AWS Certified Data Analytics – Specialty — Question 24
A media company has been performing analytics on log data generated by its applications. There has been a recent increase in the number of concurrent analytics jobs running, and the overall performance of existing jobs is decreasing as the number of new jobs is increasing. The partitioned data is stored in
Amazon S3 One Zone-Infrequent Access (S3 One Zone-IA) and the analytic processing is performed on Amazon EMR clusters using the EMR File System
(EMRFS) with consistent view enabled. A data analyst has determined that it is taking longer for the EMR task nodes to list objects in Amazon S3.
Which action would MOST likely increase the performance of accessing log data in Amazon S3?
Answer options
- A. Use a hash function to create a random string and add that to the beginning of the object prefixes when storing the log data in Amazon S3.
- B. Use a lifecycle policy to change the S3 storage class to S3 Standard for the log data.
- C. Increase the read capacity units (RCUs) for the shared Amazon DynamoDB table.

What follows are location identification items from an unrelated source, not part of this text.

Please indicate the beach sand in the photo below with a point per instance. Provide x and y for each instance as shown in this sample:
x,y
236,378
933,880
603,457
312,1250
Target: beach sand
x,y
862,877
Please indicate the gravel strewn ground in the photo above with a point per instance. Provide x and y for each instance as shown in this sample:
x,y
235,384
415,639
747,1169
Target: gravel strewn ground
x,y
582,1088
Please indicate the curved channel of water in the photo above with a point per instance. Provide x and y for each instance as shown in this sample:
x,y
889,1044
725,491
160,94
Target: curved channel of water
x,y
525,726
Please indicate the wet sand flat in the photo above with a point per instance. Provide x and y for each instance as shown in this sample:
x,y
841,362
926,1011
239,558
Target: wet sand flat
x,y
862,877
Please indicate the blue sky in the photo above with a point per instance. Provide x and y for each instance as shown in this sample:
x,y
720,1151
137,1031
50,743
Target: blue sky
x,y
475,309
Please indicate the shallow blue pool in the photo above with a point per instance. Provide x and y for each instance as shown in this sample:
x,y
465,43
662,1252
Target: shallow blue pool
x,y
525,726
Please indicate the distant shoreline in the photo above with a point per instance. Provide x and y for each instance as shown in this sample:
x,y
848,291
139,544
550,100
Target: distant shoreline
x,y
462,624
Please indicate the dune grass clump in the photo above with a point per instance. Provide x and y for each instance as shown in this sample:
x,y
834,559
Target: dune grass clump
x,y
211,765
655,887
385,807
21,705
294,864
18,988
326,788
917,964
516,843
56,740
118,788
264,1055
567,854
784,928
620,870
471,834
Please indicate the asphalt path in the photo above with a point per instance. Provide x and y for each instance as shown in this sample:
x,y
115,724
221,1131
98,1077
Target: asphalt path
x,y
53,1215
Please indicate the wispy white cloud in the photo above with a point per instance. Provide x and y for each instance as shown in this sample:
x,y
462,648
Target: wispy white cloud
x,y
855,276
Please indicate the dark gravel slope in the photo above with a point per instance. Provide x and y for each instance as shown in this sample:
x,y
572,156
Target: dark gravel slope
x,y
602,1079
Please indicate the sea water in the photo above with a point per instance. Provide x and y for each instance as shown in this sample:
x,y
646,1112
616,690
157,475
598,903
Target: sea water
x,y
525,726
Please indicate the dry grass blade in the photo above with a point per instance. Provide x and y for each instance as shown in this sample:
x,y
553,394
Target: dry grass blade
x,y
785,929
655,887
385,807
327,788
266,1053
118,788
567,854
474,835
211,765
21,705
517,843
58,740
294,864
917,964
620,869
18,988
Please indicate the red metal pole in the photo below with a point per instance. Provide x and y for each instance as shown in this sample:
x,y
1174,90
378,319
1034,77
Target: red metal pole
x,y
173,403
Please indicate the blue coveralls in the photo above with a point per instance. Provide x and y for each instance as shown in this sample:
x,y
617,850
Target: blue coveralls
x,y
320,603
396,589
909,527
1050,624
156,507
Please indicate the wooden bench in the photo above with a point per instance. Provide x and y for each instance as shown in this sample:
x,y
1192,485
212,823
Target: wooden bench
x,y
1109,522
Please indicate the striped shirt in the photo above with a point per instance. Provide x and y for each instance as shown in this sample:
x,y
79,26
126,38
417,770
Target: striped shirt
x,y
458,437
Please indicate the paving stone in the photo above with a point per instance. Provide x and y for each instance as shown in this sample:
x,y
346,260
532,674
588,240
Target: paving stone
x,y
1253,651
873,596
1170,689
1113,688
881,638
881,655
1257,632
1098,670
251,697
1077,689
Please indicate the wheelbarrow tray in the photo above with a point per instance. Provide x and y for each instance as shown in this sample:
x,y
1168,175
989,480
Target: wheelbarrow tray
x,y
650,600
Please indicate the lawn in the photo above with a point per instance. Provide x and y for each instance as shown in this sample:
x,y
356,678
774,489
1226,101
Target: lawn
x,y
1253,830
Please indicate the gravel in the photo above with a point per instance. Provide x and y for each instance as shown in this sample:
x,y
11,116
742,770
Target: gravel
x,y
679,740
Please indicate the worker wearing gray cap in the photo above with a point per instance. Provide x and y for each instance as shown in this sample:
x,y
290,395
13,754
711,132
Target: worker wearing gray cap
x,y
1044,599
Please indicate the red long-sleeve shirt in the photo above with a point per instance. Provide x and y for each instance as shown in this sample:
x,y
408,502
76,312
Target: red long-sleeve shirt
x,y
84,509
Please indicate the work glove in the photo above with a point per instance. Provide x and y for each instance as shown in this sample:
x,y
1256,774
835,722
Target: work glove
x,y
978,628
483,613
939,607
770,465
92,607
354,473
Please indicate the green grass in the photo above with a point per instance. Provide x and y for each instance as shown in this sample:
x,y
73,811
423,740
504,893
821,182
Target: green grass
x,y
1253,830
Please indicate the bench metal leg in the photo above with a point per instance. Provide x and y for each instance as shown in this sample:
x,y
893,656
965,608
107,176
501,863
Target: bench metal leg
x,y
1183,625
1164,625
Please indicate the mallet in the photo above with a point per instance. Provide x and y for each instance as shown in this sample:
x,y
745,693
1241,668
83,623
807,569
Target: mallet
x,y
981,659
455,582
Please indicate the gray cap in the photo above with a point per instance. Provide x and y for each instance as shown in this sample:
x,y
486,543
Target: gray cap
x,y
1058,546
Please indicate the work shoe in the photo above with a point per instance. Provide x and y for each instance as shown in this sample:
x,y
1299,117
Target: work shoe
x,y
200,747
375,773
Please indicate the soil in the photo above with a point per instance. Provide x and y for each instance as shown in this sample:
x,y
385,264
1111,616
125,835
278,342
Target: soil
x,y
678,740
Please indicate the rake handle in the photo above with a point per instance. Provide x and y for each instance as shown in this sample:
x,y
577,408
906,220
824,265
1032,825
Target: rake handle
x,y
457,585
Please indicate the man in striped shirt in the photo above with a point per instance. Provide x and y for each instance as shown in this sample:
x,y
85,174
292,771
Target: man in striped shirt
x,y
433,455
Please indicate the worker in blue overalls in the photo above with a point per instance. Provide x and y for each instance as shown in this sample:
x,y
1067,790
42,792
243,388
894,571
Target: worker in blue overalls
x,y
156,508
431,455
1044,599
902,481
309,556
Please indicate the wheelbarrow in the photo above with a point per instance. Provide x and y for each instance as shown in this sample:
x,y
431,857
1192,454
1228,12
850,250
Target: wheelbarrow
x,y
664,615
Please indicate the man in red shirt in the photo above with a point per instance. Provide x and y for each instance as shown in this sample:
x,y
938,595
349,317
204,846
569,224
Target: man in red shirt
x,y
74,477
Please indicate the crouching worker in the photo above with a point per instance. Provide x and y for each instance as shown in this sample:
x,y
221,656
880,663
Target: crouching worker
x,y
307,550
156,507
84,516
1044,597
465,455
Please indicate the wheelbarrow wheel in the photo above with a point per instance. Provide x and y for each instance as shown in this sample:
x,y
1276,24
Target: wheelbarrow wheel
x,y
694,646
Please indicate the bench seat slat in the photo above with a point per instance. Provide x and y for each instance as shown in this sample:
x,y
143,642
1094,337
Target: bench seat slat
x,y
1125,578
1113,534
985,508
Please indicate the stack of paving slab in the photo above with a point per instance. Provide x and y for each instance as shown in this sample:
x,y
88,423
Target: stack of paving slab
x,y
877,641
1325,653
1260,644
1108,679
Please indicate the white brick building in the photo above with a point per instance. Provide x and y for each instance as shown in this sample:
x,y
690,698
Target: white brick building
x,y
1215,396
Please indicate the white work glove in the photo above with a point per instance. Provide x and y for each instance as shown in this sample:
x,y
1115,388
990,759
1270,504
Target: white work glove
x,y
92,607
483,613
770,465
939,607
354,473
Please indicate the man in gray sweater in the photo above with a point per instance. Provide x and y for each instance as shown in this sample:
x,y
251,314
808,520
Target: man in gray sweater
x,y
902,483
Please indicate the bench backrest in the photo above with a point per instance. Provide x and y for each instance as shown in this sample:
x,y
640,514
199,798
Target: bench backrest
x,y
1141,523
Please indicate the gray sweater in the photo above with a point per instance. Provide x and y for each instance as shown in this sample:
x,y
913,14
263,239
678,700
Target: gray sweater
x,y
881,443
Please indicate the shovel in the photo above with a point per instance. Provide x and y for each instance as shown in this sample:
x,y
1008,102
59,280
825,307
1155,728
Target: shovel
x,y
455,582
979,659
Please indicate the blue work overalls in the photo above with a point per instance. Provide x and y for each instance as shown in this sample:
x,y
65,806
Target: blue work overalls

- D. Redeploy the EMR clusters that are running slowly to a different Availability Zone.
Correct answer: C
Explanation
Increasing the read capacity units (RCUs) for the shared Amazon DynamoDB table can enhance performance by allowing more concurrent read operations, which is crucial when there are multiple analytics jobs. The other options, such as changing the storage class or redeploying clusters, do not directly address the bottleneck in object listing performance and may not yield the same improvement in this scenario.